Loss of Mobility: Predictors, Challenges, and Solutions

The aging process often leads to a decline in mobility among older adults. According to Mescape, anything that influences the musculoskeletal, neurological or cardiorespiratory systems can impact mobility. Pain and obesity are two key predictors of mobility challenges that accompany aging, and chronic conditions can exacerbate mobility issues, as well as disabilities such as vision or hearing loss.

Mobility issues not only make it challenging for older adults to navigate without assistance through their homes and public spaces but, in severe cases, can make it difficult to perform other activities of daily living (ADLs) such as bathing and dressing. A loss of mobility doesn't mean a loss of independence.

Predictors of mobility loss

Musculoskeletal pain is a common complaint among older adults, and while the specific pathway is unclear, it’s suspected that severe pain in the lower body causes people to become less active. This decreased activity contributes to a decline in muscle strength and the development of mobility limitations.

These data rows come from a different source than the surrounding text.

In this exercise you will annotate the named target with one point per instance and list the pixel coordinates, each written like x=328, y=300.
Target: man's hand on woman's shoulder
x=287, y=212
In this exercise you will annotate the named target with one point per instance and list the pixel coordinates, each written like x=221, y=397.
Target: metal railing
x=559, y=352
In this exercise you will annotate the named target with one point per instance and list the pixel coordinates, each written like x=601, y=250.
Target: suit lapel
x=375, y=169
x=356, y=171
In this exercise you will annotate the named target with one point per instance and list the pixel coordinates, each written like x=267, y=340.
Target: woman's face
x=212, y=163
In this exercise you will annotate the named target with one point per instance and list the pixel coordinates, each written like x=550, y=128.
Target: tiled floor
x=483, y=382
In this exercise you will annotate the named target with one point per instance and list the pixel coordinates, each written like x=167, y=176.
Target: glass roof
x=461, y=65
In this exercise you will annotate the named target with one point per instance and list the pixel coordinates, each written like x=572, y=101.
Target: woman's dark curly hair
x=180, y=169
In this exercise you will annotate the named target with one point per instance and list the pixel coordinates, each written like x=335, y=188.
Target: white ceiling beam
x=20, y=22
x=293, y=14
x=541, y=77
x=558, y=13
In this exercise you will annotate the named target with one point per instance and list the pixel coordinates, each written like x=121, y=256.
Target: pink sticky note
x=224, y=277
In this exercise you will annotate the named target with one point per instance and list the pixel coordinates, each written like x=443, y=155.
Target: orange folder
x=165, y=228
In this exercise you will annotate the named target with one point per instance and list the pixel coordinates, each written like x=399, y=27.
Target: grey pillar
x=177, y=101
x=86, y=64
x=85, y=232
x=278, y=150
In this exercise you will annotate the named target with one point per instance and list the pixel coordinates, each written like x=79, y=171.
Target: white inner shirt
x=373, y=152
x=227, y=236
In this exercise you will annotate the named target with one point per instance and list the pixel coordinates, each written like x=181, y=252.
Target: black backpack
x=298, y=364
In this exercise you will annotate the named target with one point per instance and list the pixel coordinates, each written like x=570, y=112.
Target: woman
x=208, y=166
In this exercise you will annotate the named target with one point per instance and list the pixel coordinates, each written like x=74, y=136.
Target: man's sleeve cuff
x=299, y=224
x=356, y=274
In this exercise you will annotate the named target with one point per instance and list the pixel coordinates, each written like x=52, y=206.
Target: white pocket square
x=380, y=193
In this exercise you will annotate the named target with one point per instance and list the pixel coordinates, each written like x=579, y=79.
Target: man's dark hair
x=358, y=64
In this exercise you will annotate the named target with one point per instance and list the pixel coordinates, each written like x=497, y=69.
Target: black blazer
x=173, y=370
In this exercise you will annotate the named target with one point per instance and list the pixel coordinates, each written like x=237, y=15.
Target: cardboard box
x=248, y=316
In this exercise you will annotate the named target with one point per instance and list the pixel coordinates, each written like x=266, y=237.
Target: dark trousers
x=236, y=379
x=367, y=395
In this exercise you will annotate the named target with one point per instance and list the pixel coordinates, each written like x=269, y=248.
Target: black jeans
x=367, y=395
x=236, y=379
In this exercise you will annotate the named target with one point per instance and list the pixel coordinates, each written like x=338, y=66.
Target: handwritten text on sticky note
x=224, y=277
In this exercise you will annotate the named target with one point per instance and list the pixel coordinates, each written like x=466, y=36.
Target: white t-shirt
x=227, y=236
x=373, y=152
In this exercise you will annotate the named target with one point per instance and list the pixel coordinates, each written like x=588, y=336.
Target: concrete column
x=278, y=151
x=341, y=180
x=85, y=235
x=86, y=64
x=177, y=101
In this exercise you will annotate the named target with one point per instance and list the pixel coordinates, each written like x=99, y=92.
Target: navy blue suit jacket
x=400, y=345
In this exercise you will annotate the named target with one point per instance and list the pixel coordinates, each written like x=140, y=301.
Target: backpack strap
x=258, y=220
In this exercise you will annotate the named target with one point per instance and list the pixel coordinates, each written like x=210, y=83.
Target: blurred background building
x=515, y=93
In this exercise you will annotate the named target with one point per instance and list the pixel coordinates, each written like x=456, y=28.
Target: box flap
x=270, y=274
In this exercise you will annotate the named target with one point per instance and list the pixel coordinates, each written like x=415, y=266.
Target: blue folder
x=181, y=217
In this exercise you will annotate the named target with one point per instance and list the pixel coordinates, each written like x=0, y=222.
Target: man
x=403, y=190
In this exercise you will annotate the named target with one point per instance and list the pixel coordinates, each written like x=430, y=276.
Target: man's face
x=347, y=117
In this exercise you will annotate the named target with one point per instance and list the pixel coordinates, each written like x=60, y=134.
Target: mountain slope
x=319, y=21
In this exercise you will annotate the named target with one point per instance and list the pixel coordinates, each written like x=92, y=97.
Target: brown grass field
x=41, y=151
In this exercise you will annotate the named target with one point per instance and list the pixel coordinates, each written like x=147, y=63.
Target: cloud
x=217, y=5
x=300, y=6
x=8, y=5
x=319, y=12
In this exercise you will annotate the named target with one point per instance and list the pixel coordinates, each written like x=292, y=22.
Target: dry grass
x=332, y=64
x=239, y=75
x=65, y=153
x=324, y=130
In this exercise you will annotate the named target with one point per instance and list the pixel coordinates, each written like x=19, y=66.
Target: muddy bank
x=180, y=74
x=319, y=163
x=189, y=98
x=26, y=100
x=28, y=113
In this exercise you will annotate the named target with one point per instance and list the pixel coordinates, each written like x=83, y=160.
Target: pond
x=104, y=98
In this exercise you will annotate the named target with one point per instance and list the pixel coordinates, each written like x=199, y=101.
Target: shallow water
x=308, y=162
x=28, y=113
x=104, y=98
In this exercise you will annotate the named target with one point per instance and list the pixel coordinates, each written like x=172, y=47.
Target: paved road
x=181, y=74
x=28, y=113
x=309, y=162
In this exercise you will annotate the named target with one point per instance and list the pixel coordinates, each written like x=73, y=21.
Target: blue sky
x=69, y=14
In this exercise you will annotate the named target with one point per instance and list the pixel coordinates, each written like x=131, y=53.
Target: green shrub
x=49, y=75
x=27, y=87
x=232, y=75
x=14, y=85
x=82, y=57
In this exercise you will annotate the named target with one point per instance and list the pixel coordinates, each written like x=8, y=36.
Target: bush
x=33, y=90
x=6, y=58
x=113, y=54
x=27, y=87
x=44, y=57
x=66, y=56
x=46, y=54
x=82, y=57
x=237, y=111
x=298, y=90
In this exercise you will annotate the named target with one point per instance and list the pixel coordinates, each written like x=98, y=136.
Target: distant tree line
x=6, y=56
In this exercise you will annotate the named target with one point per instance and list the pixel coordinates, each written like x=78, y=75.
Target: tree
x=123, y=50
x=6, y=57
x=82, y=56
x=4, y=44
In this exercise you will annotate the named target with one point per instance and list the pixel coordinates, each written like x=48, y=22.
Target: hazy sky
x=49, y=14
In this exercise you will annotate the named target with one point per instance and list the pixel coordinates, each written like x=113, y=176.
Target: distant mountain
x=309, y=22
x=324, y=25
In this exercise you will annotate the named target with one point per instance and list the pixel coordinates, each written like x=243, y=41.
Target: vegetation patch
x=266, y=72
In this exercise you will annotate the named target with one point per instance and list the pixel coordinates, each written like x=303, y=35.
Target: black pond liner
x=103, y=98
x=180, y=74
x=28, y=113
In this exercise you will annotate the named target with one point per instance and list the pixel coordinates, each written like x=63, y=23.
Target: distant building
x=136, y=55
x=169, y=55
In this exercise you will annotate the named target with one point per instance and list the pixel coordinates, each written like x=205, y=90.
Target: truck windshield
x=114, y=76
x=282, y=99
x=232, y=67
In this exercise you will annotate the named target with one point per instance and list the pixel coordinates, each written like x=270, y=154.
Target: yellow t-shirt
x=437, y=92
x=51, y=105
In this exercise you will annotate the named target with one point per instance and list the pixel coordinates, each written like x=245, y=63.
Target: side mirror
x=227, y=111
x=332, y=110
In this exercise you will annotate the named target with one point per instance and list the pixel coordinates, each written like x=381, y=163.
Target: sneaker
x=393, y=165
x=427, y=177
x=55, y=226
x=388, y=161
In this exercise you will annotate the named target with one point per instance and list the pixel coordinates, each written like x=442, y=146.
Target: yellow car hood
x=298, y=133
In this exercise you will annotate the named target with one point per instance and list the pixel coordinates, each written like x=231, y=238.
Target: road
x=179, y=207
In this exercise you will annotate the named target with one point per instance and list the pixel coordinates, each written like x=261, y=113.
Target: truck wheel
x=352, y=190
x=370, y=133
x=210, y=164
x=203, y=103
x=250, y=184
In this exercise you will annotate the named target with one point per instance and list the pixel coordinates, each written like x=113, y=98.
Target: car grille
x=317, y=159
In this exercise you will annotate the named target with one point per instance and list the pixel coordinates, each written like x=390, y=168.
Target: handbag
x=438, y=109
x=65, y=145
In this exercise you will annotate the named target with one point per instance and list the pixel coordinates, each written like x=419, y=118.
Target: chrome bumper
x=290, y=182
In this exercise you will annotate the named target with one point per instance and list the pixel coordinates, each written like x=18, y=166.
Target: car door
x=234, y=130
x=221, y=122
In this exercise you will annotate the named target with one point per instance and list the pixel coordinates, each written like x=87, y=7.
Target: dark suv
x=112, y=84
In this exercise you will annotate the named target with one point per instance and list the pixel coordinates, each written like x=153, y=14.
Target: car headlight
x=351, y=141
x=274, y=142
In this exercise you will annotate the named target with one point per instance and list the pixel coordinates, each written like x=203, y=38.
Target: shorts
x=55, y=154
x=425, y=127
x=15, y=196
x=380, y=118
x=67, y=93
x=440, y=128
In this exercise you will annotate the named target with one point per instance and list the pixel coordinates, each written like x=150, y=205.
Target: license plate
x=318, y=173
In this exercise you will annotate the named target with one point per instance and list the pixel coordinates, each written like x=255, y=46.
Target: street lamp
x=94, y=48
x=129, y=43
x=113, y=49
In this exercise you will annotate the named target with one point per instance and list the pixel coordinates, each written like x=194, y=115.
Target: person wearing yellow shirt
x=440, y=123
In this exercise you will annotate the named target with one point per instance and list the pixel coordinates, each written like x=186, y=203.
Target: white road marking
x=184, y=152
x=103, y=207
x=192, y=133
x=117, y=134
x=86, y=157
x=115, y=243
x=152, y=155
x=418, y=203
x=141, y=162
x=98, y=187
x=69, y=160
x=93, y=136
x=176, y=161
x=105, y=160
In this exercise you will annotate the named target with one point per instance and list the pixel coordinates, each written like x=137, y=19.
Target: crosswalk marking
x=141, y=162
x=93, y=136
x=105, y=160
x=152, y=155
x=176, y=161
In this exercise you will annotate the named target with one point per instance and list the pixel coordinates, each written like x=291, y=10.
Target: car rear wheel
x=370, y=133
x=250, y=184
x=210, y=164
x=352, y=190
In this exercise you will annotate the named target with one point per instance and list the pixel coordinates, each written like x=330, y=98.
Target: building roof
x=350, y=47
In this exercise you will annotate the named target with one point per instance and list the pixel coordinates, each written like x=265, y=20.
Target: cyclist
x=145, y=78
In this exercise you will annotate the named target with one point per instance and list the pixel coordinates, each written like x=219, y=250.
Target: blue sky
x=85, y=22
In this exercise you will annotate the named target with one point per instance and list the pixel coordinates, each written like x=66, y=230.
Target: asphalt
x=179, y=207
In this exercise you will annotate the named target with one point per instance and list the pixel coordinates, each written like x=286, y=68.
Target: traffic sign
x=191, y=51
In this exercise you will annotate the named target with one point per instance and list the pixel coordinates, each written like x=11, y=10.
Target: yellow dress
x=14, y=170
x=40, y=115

That said, studies have shown that musculoskeletal pain contributes directly to mobility limitations even when other factors on the pathway, such as self-rated health, chronic conditions and symptoms of depression, are accounted for. This loss of mobility occurs directly through impairments and functional limitation. One example is a hip fracture, which causes persistent pain in many cases and poor muscle strength and power in the affected leg. Despite proper treatment of the fracture, a hip fracture often leads to muscle power asymmetry in the legs, and subsequently, mobility decline.

Obesity is another proven predictor of loss of mobility, although the specific impacts of obesity on mobility have only recently been studied in-depth. Obesity contributes to a loss of mobility through the increased mechanical load placed on the body, “which increases their energy expenditure, placing increased demands on aerobic capacity and muscle strength compared with normal-weight individuals doing similar physical tasks,” Medscape describes.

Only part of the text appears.